If you are unable to present a valid EHIC or valid British passport you can expect to be charged in full for any care provided. This may be reimbursed through the hospital customer care section if you show them a valid EHIC number or valid British passport.

Your EHIC enables you to access necessary state-provided healthcare in Malta at a reduced cost, or sometimes for free if you are staying there temporarily.

Make sure you are treated by a healthcare provider in the state system as you will not be covered for private healthcare with an EHIC or RHA provision.

Remember to keep all receipts and any paperwork.

Pre-existing health conditions

You should buy medical travel insurance before visiting Malta if you have a pre-existing health condition. You must tell the insurance company about any pre-existing health conditions you have, to make sure you can get the cover you need.
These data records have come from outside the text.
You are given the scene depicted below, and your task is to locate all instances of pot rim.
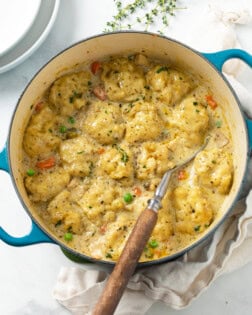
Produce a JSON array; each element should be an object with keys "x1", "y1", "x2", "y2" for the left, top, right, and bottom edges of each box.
[{"x1": 7, "y1": 31, "x2": 250, "y2": 267}]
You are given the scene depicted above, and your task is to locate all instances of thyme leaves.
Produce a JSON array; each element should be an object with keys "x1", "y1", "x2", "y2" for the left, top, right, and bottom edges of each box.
[{"x1": 104, "y1": 0, "x2": 183, "y2": 34}]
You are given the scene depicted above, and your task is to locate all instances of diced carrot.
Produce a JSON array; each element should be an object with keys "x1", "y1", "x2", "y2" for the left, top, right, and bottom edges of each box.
[
  {"x1": 36, "y1": 156, "x2": 56, "y2": 169},
  {"x1": 178, "y1": 169, "x2": 188, "y2": 180},
  {"x1": 100, "y1": 224, "x2": 107, "y2": 234},
  {"x1": 133, "y1": 187, "x2": 142, "y2": 197},
  {"x1": 154, "y1": 249, "x2": 162, "y2": 258},
  {"x1": 205, "y1": 95, "x2": 218, "y2": 110},
  {"x1": 91, "y1": 61, "x2": 101, "y2": 75},
  {"x1": 35, "y1": 101, "x2": 44, "y2": 112},
  {"x1": 93, "y1": 86, "x2": 107, "y2": 100},
  {"x1": 97, "y1": 148, "x2": 105, "y2": 154},
  {"x1": 154, "y1": 249, "x2": 166, "y2": 258}
]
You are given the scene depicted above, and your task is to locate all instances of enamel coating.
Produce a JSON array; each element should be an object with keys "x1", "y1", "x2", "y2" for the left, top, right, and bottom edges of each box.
[
  {"x1": 0, "y1": 145, "x2": 54, "y2": 245},
  {"x1": 0, "y1": 222, "x2": 53, "y2": 246},
  {"x1": 246, "y1": 119, "x2": 252, "y2": 150},
  {"x1": 203, "y1": 48, "x2": 252, "y2": 151},
  {"x1": 203, "y1": 49, "x2": 252, "y2": 72},
  {"x1": 0, "y1": 145, "x2": 9, "y2": 172}
]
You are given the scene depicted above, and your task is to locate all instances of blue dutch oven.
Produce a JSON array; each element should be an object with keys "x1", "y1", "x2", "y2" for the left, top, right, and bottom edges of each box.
[{"x1": 0, "y1": 32, "x2": 252, "y2": 265}]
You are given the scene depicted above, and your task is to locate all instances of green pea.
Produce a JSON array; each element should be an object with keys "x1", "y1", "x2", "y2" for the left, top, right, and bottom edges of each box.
[
  {"x1": 26, "y1": 169, "x2": 35, "y2": 176},
  {"x1": 149, "y1": 239, "x2": 158, "y2": 248},
  {"x1": 68, "y1": 116, "x2": 75, "y2": 124},
  {"x1": 59, "y1": 125, "x2": 67, "y2": 133},
  {"x1": 123, "y1": 192, "x2": 133, "y2": 203},
  {"x1": 64, "y1": 232, "x2": 73, "y2": 241}
]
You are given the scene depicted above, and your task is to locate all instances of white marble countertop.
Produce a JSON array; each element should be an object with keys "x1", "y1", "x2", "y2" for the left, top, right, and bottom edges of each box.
[{"x1": 1, "y1": 0, "x2": 252, "y2": 314}]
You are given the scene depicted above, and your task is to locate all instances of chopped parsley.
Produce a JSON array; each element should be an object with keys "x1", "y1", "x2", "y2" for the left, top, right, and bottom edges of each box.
[
  {"x1": 89, "y1": 161, "x2": 94, "y2": 175},
  {"x1": 55, "y1": 220, "x2": 62, "y2": 227},
  {"x1": 69, "y1": 91, "x2": 83, "y2": 103},
  {"x1": 194, "y1": 225, "x2": 201, "y2": 232},
  {"x1": 215, "y1": 120, "x2": 222, "y2": 128},
  {"x1": 145, "y1": 252, "x2": 154, "y2": 259},
  {"x1": 156, "y1": 66, "x2": 169, "y2": 73},
  {"x1": 113, "y1": 144, "x2": 129, "y2": 164}
]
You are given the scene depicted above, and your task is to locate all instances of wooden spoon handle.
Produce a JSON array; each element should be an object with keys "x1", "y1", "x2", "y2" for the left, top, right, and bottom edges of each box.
[{"x1": 92, "y1": 208, "x2": 158, "y2": 315}]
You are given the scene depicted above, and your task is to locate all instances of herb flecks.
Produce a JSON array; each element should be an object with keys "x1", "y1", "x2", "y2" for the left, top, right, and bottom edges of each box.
[
  {"x1": 113, "y1": 144, "x2": 129, "y2": 164},
  {"x1": 156, "y1": 66, "x2": 169, "y2": 73},
  {"x1": 69, "y1": 91, "x2": 83, "y2": 103},
  {"x1": 194, "y1": 225, "x2": 201, "y2": 232},
  {"x1": 89, "y1": 161, "x2": 94, "y2": 175},
  {"x1": 215, "y1": 120, "x2": 222, "y2": 128},
  {"x1": 68, "y1": 116, "x2": 75, "y2": 124},
  {"x1": 105, "y1": 252, "x2": 113, "y2": 258},
  {"x1": 104, "y1": 0, "x2": 183, "y2": 34}
]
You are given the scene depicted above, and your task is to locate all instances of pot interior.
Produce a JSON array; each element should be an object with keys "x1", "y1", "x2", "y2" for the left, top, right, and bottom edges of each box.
[{"x1": 9, "y1": 32, "x2": 248, "y2": 263}]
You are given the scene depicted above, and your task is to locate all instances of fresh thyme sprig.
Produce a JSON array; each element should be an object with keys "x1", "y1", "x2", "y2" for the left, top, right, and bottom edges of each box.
[{"x1": 104, "y1": 0, "x2": 183, "y2": 34}]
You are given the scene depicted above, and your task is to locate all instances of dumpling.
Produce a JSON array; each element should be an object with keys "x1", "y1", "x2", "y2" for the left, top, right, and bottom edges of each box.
[
  {"x1": 124, "y1": 100, "x2": 164, "y2": 143},
  {"x1": 100, "y1": 57, "x2": 146, "y2": 102},
  {"x1": 98, "y1": 144, "x2": 133, "y2": 179},
  {"x1": 24, "y1": 168, "x2": 70, "y2": 202},
  {"x1": 169, "y1": 96, "x2": 209, "y2": 133},
  {"x1": 146, "y1": 65, "x2": 194, "y2": 105},
  {"x1": 77, "y1": 178, "x2": 124, "y2": 221},
  {"x1": 172, "y1": 185, "x2": 214, "y2": 234},
  {"x1": 194, "y1": 148, "x2": 233, "y2": 194},
  {"x1": 136, "y1": 141, "x2": 174, "y2": 179},
  {"x1": 49, "y1": 71, "x2": 91, "y2": 116},
  {"x1": 60, "y1": 135, "x2": 98, "y2": 177},
  {"x1": 23, "y1": 104, "x2": 60, "y2": 158},
  {"x1": 47, "y1": 190, "x2": 84, "y2": 234},
  {"x1": 83, "y1": 100, "x2": 125, "y2": 144}
]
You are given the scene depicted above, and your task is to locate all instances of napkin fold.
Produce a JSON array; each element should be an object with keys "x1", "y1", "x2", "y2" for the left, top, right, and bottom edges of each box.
[{"x1": 53, "y1": 3, "x2": 252, "y2": 314}]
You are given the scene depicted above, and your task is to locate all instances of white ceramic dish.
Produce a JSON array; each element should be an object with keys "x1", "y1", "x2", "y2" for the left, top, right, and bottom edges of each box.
[
  {"x1": 0, "y1": 0, "x2": 41, "y2": 57},
  {"x1": 0, "y1": 0, "x2": 60, "y2": 74}
]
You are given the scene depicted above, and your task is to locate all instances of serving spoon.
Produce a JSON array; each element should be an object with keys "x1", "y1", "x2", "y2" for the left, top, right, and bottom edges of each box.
[{"x1": 92, "y1": 137, "x2": 209, "y2": 315}]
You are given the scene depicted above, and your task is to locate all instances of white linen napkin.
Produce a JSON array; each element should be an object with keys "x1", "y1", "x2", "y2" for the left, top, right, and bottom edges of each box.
[{"x1": 53, "y1": 3, "x2": 252, "y2": 314}]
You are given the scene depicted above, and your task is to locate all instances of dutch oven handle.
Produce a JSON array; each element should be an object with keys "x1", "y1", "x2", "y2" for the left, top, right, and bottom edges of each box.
[
  {"x1": 0, "y1": 144, "x2": 54, "y2": 246},
  {"x1": 203, "y1": 48, "x2": 252, "y2": 150}
]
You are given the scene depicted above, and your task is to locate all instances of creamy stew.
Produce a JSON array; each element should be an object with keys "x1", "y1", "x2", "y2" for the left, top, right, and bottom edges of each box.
[{"x1": 22, "y1": 54, "x2": 233, "y2": 262}]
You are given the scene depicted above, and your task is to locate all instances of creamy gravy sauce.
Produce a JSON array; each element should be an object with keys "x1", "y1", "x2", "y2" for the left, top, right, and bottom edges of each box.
[{"x1": 22, "y1": 54, "x2": 233, "y2": 262}]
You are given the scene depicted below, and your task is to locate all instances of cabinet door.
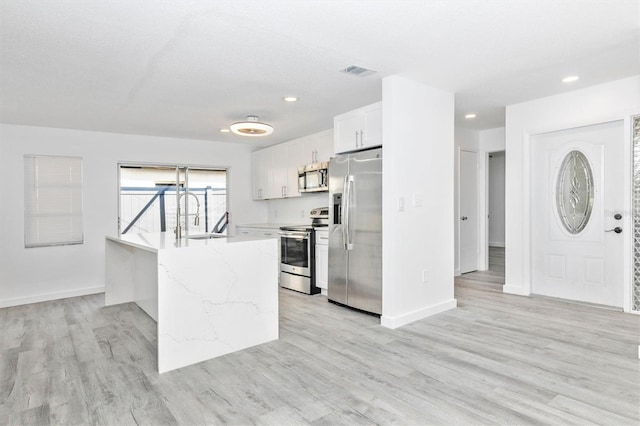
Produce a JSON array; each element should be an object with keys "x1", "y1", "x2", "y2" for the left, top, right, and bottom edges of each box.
[
  {"x1": 251, "y1": 150, "x2": 269, "y2": 200},
  {"x1": 334, "y1": 110, "x2": 361, "y2": 154},
  {"x1": 285, "y1": 140, "x2": 303, "y2": 198},
  {"x1": 236, "y1": 226, "x2": 256, "y2": 236},
  {"x1": 298, "y1": 136, "x2": 316, "y2": 164},
  {"x1": 269, "y1": 144, "x2": 288, "y2": 199},
  {"x1": 315, "y1": 243, "x2": 329, "y2": 290},
  {"x1": 361, "y1": 102, "x2": 382, "y2": 150},
  {"x1": 314, "y1": 129, "x2": 334, "y2": 163}
]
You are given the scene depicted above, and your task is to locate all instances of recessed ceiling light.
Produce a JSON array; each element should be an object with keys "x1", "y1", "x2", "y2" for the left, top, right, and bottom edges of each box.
[
  {"x1": 220, "y1": 129, "x2": 230, "y2": 133},
  {"x1": 283, "y1": 96, "x2": 298, "y2": 102},
  {"x1": 465, "y1": 113, "x2": 477, "y2": 119},
  {"x1": 562, "y1": 75, "x2": 579, "y2": 83}
]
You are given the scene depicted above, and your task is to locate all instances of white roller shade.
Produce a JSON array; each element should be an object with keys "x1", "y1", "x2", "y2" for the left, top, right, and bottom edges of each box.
[{"x1": 24, "y1": 155, "x2": 84, "y2": 247}]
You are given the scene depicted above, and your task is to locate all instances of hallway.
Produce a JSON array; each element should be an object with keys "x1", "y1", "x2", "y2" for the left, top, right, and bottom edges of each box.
[{"x1": 456, "y1": 246, "x2": 505, "y2": 292}]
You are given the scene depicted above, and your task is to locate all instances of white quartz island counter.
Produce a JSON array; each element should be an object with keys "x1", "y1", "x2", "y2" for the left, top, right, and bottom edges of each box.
[{"x1": 105, "y1": 232, "x2": 278, "y2": 373}]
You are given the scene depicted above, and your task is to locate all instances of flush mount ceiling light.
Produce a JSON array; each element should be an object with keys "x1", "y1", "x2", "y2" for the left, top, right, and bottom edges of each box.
[
  {"x1": 219, "y1": 128, "x2": 230, "y2": 133},
  {"x1": 283, "y1": 96, "x2": 298, "y2": 102},
  {"x1": 230, "y1": 115, "x2": 274, "y2": 137},
  {"x1": 465, "y1": 113, "x2": 477, "y2": 119},
  {"x1": 562, "y1": 75, "x2": 580, "y2": 83}
]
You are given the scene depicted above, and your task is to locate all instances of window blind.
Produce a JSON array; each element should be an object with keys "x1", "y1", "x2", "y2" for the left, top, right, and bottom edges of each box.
[{"x1": 24, "y1": 155, "x2": 84, "y2": 247}]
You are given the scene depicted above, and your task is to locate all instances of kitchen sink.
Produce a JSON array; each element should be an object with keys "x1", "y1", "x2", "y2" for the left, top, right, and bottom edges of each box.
[{"x1": 186, "y1": 234, "x2": 229, "y2": 240}]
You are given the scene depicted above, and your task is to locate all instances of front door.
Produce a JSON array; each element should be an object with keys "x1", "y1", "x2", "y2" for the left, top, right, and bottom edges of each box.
[{"x1": 531, "y1": 121, "x2": 624, "y2": 307}]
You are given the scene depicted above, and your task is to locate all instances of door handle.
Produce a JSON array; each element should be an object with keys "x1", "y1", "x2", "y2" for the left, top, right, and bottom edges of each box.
[
  {"x1": 461, "y1": 216, "x2": 468, "y2": 221},
  {"x1": 605, "y1": 227, "x2": 622, "y2": 234},
  {"x1": 341, "y1": 177, "x2": 349, "y2": 249},
  {"x1": 342, "y1": 175, "x2": 354, "y2": 250}
]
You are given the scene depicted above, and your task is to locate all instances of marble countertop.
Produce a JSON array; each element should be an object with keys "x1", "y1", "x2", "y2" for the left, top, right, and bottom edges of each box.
[
  {"x1": 235, "y1": 222, "x2": 306, "y2": 229},
  {"x1": 106, "y1": 232, "x2": 274, "y2": 252},
  {"x1": 105, "y1": 230, "x2": 278, "y2": 373}
]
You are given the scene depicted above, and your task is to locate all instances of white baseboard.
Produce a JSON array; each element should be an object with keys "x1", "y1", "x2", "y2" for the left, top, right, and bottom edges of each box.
[
  {"x1": 503, "y1": 284, "x2": 529, "y2": 296},
  {"x1": 489, "y1": 242, "x2": 505, "y2": 248},
  {"x1": 381, "y1": 298, "x2": 457, "y2": 329},
  {"x1": 0, "y1": 286, "x2": 105, "y2": 308}
]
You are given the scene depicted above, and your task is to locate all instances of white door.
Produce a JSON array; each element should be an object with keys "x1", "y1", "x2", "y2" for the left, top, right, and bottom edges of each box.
[
  {"x1": 460, "y1": 150, "x2": 479, "y2": 273},
  {"x1": 531, "y1": 121, "x2": 624, "y2": 307}
]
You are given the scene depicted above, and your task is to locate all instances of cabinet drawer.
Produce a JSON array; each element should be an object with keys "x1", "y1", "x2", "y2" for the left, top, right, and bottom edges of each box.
[{"x1": 315, "y1": 230, "x2": 329, "y2": 245}]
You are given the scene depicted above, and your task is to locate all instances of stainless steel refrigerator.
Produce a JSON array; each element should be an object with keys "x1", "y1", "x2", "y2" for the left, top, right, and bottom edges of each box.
[{"x1": 328, "y1": 147, "x2": 382, "y2": 315}]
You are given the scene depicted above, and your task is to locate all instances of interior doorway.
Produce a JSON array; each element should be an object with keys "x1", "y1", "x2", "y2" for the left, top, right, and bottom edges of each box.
[
  {"x1": 487, "y1": 151, "x2": 505, "y2": 277},
  {"x1": 459, "y1": 150, "x2": 479, "y2": 274}
]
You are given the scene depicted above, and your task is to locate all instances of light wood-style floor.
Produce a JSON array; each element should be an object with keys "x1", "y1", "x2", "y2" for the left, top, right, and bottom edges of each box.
[
  {"x1": 457, "y1": 246, "x2": 506, "y2": 292},
  {"x1": 1, "y1": 272, "x2": 639, "y2": 425}
]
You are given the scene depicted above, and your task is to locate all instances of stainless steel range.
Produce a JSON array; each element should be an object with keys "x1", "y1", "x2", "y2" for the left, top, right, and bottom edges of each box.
[{"x1": 279, "y1": 207, "x2": 328, "y2": 295}]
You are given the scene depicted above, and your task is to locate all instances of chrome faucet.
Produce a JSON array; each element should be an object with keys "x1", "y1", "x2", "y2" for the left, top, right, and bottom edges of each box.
[{"x1": 175, "y1": 191, "x2": 201, "y2": 238}]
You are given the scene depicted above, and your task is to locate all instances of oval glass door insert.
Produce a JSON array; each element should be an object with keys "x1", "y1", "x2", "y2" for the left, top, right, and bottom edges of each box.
[{"x1": 556, "y1": 150, "x2": 594, "y2": 234}]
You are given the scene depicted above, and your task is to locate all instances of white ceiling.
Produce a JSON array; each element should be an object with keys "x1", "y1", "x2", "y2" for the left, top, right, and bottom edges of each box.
[{"x1": 1, "y1": 0, "x2": 638, "y2": 147}]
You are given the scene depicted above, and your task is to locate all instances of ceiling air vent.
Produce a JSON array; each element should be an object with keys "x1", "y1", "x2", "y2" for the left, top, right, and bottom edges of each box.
[{"x1": 340, "y1": 65, "x2": 376, "y2": 77}]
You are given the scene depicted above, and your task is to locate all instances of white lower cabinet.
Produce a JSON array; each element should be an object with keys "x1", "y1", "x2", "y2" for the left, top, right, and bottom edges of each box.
[
  {"x1": 236, "y1": 226, "x2": 280, "y2": 238},
  {"x1": 315, "y1": 229, "x2": 329, "y2": 293}
]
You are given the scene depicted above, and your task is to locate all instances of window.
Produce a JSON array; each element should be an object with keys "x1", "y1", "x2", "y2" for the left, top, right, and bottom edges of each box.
[
  {"x1": 118, "y1": 164, "x2": 228, "y2": 235},
  {"x1": 555, "y1": 150, "x2": 594, "y2": 235},
  {"x1": 24, "y1": 155, "x2": 84, "y2": 247}
]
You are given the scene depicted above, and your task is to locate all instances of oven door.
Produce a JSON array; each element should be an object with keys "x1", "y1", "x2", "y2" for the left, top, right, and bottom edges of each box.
[{"x1": 280, "y1": 231, "x2": 311, "y2": 276}]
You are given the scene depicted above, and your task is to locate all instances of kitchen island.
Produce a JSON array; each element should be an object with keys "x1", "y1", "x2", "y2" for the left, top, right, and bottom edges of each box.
[{"x1": 105, "y1": 232, "x2": 278, "y2": 373}]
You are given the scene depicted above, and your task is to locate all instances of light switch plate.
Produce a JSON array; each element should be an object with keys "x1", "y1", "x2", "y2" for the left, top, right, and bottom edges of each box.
[{"x1": 413, "y1": 193, "x2": 424, "y2": 208}]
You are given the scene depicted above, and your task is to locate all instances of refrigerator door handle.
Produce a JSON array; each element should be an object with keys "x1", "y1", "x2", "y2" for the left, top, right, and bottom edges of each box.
[
  {"x1": 341, "y1": 176, "x2": 349, "y2": 249},
  {"x1": 345, "y1": 175, "x2": 354, "y2": 250}
]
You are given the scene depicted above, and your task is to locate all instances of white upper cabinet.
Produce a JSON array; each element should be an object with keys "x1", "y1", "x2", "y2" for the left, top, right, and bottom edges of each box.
[
  {"x1": 334, "y1": 102, "x2": 382, "y2": 154},
  {"x1": 251, "y1": 129, "x2": 333, "y2": 201},
  {"x1": 251, "y1": 149, "x2": 270, "y2": 200},
  {"x1": 270, "y1": 143, "x2": 290, "y2": 199},
  {"x1": 284, "y1": 140, "x2": 303, "y2": 198},
  {"x1": 300, "y1": 129, "x2": 334, "y2": 164}
]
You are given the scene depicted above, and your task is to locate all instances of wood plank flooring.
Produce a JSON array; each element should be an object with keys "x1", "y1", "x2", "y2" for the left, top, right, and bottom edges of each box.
[
  {"x1": 457, "y1": 246, "x2": 505, "y2": 292},
  {"x1": 1, "y1": 275, "x2": 639, "y2": 425}
]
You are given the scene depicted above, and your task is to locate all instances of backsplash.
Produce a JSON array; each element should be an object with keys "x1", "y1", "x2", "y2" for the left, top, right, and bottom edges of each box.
[{"x1": 266, "y1": 193, "x2": 330, "y2": 223}]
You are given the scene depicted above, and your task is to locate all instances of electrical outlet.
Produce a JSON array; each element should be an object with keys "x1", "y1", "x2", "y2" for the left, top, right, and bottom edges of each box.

The Money and Pensions Advice Service has information about buying travel insurance for people with pre-existing medical conditions.

If you have a pre-existing condition that will need treatment while abroad, ask your doctor in the UK for advice before you travel. Take with you any documents about your health condition or medication with you.

Your EHIC will be valid until the UK leaves the EU. Your EHIC can also be used to access UK-funded treatment if your visit or treatment started before exit day until you return to the UK.

If you are travelling to have planned medical treatment, read the NHS guide to seeking medical treatment in Europe.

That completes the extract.